SOMMARIO: Dà conto delle ragioni che lo hanno guidato nello scrivere "Il sicario e la signora", il testo teatrale rappresentato a Spoleto. Afferma di essersi sempre interessato ai temi della giustizia, un po' come Gide. Talvolta, ha cercato di "vedere da un punto di vista diverso e opposto" certe situazioni giudiziarie, e da questo atteggiamento è nata l'opera presente.
(NOTIZIE RADICALI, 18 GIUGNO 1985)
Ho dedicato sempre molta attenzione al problema della giustizia, dell'amministrazione della giustizia. Posso anche confessare che, in determinati momenti,ne sono stato e ne sono ossessionato. Come al presente. Con una certa assiduità seguo le cronache criminali e giudiziarie, quelle che i francesi chiamano dei "fatti diversi" e che Gide, a un certo punto della sua vita, dopo la sua esperienza di giurato in Corte di Assise, andava raccogliendo nei libretti, che Gallimard pubblicava, in una collana che si intitolava "Non giudicate".
Ma tra le cronache di delitti e processi - a parte quelle in cui si intravedono i possibili e probabili errori polizieschi e giudiziari - qualche volta ho indugiato con l'immaginazione su quelle che era possibile rovesciare, vedere da un punto diverso e opposto, mutare l'identità dei colpevoli e delle vittime.
E per almeno due volte questo gioco dell'immaginazione è trasmigrato sulla carta, è diventato racconto o parte iniziale di racconto: nel "Contesto" e in "Gioco di società". Quest'ultimo racconto, immaginato sulle cronache di un processo famoso, è diventato facilmente teatro.

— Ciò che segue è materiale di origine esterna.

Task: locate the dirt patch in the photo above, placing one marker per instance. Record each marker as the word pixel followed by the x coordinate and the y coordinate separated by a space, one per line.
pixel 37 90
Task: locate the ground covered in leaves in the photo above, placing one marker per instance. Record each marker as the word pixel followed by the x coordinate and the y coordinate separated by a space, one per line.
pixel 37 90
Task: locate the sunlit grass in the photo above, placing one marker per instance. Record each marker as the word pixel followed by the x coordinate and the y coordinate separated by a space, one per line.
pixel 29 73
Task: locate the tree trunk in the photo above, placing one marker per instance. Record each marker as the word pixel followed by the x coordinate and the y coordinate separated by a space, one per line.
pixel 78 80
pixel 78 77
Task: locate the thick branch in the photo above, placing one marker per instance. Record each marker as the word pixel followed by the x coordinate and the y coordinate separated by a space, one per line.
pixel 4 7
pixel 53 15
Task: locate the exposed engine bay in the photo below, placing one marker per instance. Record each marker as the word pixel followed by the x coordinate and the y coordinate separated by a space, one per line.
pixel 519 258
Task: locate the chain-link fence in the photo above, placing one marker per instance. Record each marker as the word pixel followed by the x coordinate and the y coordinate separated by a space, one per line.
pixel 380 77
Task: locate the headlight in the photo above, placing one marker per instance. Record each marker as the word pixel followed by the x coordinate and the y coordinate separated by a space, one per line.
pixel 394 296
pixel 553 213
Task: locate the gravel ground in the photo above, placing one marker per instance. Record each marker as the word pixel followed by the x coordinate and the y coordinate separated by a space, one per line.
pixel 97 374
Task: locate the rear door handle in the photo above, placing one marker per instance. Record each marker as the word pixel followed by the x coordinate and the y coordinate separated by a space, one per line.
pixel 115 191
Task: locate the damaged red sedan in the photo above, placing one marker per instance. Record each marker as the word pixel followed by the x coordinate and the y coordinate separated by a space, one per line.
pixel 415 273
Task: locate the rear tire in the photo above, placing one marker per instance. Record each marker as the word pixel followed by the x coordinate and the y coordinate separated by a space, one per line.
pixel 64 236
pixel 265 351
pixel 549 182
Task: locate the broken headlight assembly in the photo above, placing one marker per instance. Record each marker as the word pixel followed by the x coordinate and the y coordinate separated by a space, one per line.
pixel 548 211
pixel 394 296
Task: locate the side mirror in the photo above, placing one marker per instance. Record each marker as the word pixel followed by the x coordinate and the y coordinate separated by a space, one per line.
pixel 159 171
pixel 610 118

E dico facilmente perchè già, in effetti, lo era, svolgendosi tutto in dialogo. Ho preso un diverso titolo - il sicario e la signora -: ma non per nascondere il fatto che già esisteva come racconto, ma perchè più pertinente, più consono all'oggi, a questi nostri anni in cui signore e signori con più facilità di prima trovano e mandano sicari.